Controlar o estresse pode ser uma tarefa difícil em alguns momentos, mas a ciência já comprovou que manter a mente em dia faz muito bem para a saúde.

 

O benefício é tanto que até seus dentes podem sair ganhando, de acordo com uma pesquisa realizada no Brasil.

 

Cientistas revisaram mais de 20 estudos conduzidos entre 1990 e 2006 para determinar se eventos negativos da vida e fatores psicológicos podem contribuir para um aumento na incidência de doença periodontal. Eles constataram que 57% dos estudos revisados mostravam uma ligação entre estresse, angústia, ansiedade, depressão e solidão e doença periodontal, também conhecida como doença gengival.
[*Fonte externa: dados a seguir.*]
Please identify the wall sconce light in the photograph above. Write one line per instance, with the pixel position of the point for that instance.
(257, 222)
Níveis aumentados de cortisol — hormônio produzido pelo corpo em níveis mais elevados durante momentos de estresse — podem contribuir para a redução da imunidade do organismo, tornando-o mais suscetível a doença da gengiva, concluíram os pesquisadores.

 

Eles também observaram que pessoas estressadas têm maior probabilidade de adotar hábitos que promovem a doença periodontal, como fumar, não seguir uma dieta balanceada, não cuidar dos dentes e gengivas ou adiar consultas ao dentista. A recomendação dos pesquisadores de reduzir ao máximo o nível de estresse para proteger a saúde da boca.

 

O site da Associação Dental Americana (ADA) explica que a doença periodontal é uma infecção dos tecidos que envolvem e sustentam os dentes e costuma ser uma causa comum de perda dental entre adultos. É bastante comum o problema não gerar dor, fazendo com que muitas pessoas não o percebam facilmente. A recomendação, portanto, é ficar atento a outros sintomas que costumam aparecer: gengiva vermelha, inchada, sensível ou com sangramento, mau hálito persistente ou gosto ruim na boca, mobilidade dos dentes e alterações no encaixe dos dentes ou de próteses ao morder. Se você perceber qualquer um desses sinais, procure o seu dentista.